REAR-BIASED ALL-WHEEL DRIVE
Active all-wheel drive is standard on all three Macan versions sold in South Africa, employing an electronically controlled multi- plate clutch that automatically diverts torque between the front and rear axle to suit road conditions.
It’s a rear-biased system, and its understeer-minimising effect was brought to light in how early I could boot the throttle out of tight corners. Nice.
Stay-on-the-road ability is further enhanced by Porsche Traction Management (PTM), and the engine power is hustled to the wheels via a seven-speed PDK dual-clutch transmission.
Should your travels take a dustier turn, an offroad mode, which can be activated at speeds up to 80km/h at the press of a button, adapts the all-wheel-drive system and transmission for maximum grip in slippery conditions.
Three different suspension options are offered on the Macan, starting with standard multi-link steel-springs and a 205mm ground clearance.
The range-topping Macan Turbo comes standard (optional on the other two models) with Porsche Active Suspension Management (PASM) which automatically stiffens or softens the dampers to suit driving conditions.
The third version is height-adjustable air suspension (an extra-cost optional feature across the range) which lifts the vehicle to a maximum ground clearance of 230mm.
Dig further into the Macan’s options bin and you’ll find trick bits like ceramic brakes and a Sport Chrono package which allows the chassis, engine and transmission to adopt more sporting reactions at the press of a button.
The flagship Macan Turbo is moved along by a 3.6-litre biturbo petrol V6 with 294kW and 550Nm on call. Porsche claims a top speed of 266km/h and 0-100km/h in just 4.8 seconds (4.6 secs with the optional Sports Chrono which has a launch control function) and a consumption of 8.9 litres per 100km.
There was unfortunately no Macan Turbo available to drive on the media launch, but I did get to drive the lesser-powered Macan S with its 3-litre biturbo V6. It wields outputs of 250kW and 460Nm, for which Porsche quotes figures of a 254km/h top speed, 0-100km/h in 5.4 secs, and 8.7 litres per hundred.
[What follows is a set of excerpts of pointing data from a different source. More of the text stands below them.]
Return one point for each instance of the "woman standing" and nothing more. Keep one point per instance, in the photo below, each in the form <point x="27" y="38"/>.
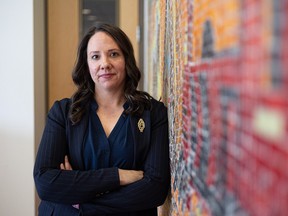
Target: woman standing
<point x="105" y="151"/>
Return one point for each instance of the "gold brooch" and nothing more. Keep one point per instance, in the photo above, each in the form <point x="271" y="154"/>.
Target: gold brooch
<point x="141" y="125"/>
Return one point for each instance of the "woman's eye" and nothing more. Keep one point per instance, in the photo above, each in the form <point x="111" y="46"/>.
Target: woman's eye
<point x="95" y="57"/>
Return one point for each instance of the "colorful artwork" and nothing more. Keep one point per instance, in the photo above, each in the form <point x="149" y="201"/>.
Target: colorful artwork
<point x="219" y="65"/>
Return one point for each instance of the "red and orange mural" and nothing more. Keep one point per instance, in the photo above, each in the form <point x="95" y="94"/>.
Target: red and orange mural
<point x="219" y="65"/>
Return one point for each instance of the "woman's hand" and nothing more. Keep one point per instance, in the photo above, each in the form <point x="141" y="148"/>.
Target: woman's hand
<point x="66" y="165"/>
<point x="129" y="176"/>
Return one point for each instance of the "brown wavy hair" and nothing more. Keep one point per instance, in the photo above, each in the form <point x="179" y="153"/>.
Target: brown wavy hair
<point x="138" y="100"/>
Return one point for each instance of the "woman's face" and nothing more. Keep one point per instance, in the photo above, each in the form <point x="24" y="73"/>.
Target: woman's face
<point x="106" y="63"/>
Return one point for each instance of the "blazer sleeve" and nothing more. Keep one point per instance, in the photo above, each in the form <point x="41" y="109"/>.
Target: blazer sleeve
<point x="63" y="186"/>
<point x="152" y="190"/>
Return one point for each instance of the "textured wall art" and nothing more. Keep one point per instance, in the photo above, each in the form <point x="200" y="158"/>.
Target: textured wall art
<point x="221" y="68"/>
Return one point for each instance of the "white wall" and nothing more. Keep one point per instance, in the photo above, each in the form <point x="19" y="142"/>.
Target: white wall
<point x="20" y="114"/>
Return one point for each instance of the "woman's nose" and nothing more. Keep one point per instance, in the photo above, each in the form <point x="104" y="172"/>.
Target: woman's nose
<point x="105" y="64"/>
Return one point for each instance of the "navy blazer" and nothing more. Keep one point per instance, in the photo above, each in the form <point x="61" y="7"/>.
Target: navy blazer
<point x="98" y="191"/>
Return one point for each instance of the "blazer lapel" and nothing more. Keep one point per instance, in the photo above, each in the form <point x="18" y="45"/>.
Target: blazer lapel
<point x="141" y="137"/>
<point x="76" y="136"/>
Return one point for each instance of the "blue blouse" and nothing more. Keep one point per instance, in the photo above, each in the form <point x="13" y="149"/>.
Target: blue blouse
<point x="116" y="150"/>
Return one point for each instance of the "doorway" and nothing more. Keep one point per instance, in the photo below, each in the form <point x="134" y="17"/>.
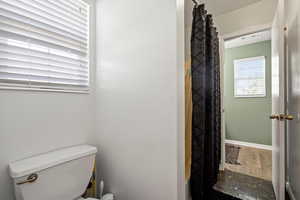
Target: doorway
<point x="247" y="105"/>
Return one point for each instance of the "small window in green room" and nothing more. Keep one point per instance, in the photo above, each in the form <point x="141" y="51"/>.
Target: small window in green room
<point x="249" y="77"/>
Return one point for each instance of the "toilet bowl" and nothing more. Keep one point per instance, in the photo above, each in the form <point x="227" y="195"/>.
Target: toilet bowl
<point x="63" y="174"/>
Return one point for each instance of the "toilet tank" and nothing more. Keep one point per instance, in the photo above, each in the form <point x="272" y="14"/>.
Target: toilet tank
<point x="60" y="175"/>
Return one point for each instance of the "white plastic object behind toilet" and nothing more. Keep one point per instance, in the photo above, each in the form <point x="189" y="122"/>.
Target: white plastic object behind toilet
<point x="62" y="174"/>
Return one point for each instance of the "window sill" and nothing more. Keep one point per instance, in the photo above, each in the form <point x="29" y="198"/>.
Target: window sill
<point x="41" y="89"/>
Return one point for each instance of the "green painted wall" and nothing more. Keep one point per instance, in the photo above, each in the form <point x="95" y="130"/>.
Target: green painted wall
<point x="247" y="119"/>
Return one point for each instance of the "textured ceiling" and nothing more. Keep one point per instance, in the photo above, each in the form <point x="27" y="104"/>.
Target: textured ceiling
<point x="219" y="7"/>
<point x="248" y="39"/>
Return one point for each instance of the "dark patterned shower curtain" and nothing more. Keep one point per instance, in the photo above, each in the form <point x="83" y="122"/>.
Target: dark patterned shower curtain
<point x="206" y="120"/>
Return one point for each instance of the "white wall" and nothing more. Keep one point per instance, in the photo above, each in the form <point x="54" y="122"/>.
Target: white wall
<point x="254" y="15"/>
<point x="37" y="122"/>
<point x="137" y="98"/>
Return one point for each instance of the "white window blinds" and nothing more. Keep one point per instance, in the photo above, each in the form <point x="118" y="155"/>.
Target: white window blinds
<point x="250" y="77"/>
<point x="44" y="44"/>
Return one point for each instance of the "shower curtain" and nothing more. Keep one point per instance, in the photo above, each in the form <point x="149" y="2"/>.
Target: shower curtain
<point x="206" y="116"/>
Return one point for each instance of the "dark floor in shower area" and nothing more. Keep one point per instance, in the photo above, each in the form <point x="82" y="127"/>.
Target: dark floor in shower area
<point x="232" y="185"/>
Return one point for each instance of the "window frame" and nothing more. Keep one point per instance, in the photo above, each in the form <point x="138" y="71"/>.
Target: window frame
<point x="62" y="88"/>
<point x="236" y="78"/>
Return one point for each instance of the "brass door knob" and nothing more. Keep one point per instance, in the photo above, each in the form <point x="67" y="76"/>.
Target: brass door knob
<point x="287" y="117"/>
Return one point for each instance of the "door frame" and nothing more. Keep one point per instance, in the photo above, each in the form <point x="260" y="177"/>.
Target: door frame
<point x="242" y="32"/>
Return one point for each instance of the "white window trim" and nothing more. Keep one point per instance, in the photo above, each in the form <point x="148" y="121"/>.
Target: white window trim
<point x="60" y="89"/>
<point x="235" y="77"/>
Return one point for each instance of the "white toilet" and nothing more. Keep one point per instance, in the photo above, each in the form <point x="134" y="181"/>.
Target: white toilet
<point x="59" y="175"/>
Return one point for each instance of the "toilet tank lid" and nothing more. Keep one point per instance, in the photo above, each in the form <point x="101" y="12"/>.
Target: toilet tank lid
<point x="43" y="161"/>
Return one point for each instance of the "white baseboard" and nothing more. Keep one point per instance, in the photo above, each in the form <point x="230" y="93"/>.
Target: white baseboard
<point x="248" y="144"/>
<point x="290" y="191"/>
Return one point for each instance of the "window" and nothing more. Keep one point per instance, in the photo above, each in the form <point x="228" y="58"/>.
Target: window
<point x="249" y="77"/>
<point x="44" y="44"/>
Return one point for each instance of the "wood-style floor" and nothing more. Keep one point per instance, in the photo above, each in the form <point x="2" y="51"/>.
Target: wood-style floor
<point x="253" y="162"/>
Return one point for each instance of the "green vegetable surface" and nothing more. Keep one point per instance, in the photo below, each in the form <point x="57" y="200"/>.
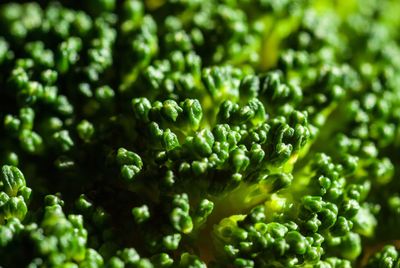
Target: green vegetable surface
<point x="200" y="133"/>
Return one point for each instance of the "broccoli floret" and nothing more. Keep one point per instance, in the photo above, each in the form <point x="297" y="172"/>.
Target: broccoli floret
<point x="240" y="133"/>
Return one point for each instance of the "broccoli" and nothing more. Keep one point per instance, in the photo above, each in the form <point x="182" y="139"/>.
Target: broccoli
<point x="217" y="133"/>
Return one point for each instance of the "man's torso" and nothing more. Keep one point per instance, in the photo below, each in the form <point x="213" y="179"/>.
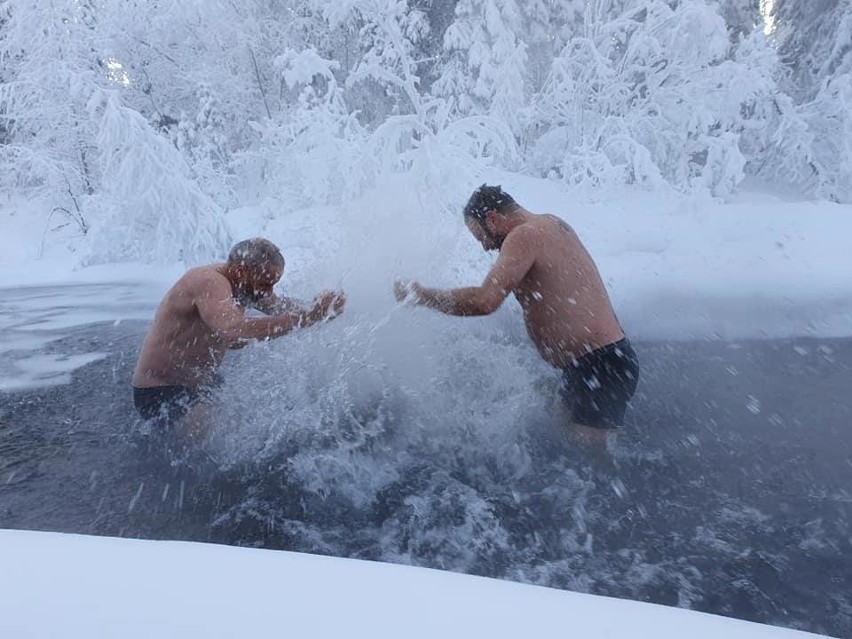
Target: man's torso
<point x="566" y="307"/>
<point x="180" y="349"/>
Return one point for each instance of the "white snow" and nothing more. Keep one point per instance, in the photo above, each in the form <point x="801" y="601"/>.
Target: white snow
<point x="72" y="586"/>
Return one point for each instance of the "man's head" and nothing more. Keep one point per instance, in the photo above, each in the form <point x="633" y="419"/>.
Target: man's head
<point x="256" y="265"/>
<point x="485" y="215"/>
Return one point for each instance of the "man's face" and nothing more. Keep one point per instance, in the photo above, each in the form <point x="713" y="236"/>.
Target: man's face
<point x="258" y="284"/>
<point x="489" y="240"/>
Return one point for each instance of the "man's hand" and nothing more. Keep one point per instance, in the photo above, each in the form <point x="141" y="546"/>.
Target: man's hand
<point x="406" y="291"/>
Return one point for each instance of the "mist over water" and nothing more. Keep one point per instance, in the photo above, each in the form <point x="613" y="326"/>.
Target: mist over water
<point x="399" y="435"/>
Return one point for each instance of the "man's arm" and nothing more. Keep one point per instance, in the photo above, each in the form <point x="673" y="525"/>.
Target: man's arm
<point x="215" y="304"/>
<point x="516" y="258"/>
<point x="274" y="305"/>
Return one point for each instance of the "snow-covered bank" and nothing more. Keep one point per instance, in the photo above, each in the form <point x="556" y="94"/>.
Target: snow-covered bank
<point x="677" y="268"/>
<point x="74" y="587"/>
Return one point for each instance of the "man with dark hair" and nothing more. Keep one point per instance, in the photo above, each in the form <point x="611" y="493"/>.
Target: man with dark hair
<point x="567" y="311"/>
<point x="202" y="316"/>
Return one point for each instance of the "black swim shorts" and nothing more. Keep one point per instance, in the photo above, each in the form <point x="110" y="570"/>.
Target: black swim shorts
<point x="167" y="404"/>
<point x="598" y="385"/>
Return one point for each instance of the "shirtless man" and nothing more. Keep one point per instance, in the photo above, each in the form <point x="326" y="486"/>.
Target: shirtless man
<point x="202" y="316"/>
<point x="566" y="308"/>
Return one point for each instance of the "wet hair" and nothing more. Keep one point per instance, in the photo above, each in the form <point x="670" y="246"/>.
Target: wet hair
<point x="257" y="254"/>
<point x="488" y="198"/>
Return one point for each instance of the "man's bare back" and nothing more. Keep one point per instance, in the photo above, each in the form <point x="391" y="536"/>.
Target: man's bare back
<point x="180" y="348"/>
<point x="203" y="315"/>
<point x="567" y="311"/>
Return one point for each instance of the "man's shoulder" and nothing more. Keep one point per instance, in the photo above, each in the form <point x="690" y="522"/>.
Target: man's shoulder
<point x="202" y="278"/>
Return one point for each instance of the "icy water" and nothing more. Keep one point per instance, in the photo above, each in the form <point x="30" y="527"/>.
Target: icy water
<point x="728" y="493"/>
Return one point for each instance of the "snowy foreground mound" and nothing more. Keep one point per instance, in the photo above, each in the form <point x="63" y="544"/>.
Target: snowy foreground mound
<point x="72" y="586"/>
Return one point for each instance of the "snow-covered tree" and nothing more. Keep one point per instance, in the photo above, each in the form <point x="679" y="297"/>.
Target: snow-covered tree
<point x="150" y="208"/>
<point x="485" y="69"/>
Though it had nearly two tons of SUV to schlep around, this turbo 3-litre still felt very lively and delivered a fairly soulful holler – its best feature being that it’s priced 366 grand under the range-topping 3.6-litre version.
The Macan’s also available with a 180kW/580Nm 3-litre turbodiesel engine, which delivers the range’s best mix of enthusiasm and economy with its claimed figures of 230km/h, 0-100 in 6.3 secs, and 6.9 litres per 100km.
Though it didn’t quite have the vocal charisma of the petrol V6, this velvety-voiced diesel impressed with its immense torque and fiery acceleration. They sure don’t make diesels like they used to.
The passenger quarters of the 4.7 metre long Macan aren’t as roomy as in big brother Cayenne, which is 117mm longer, but there’s still plenty of practicality on offer here. The cabin’s spacious enough for four adults, and the luggage compartment extends to a cavernous 1500 litres with the rear seats folded.
The cabin’s trimmed in the brand’s typically solid and businesslike execution with sporting flair kept subtle, but a big rev counter as per Porsche dictum takes the traditional centre spot in the instrument panel. Externally, the broad “shoulders” and distinctive roofline and headlamps give the Macan a family connection to its Porsche stablemates.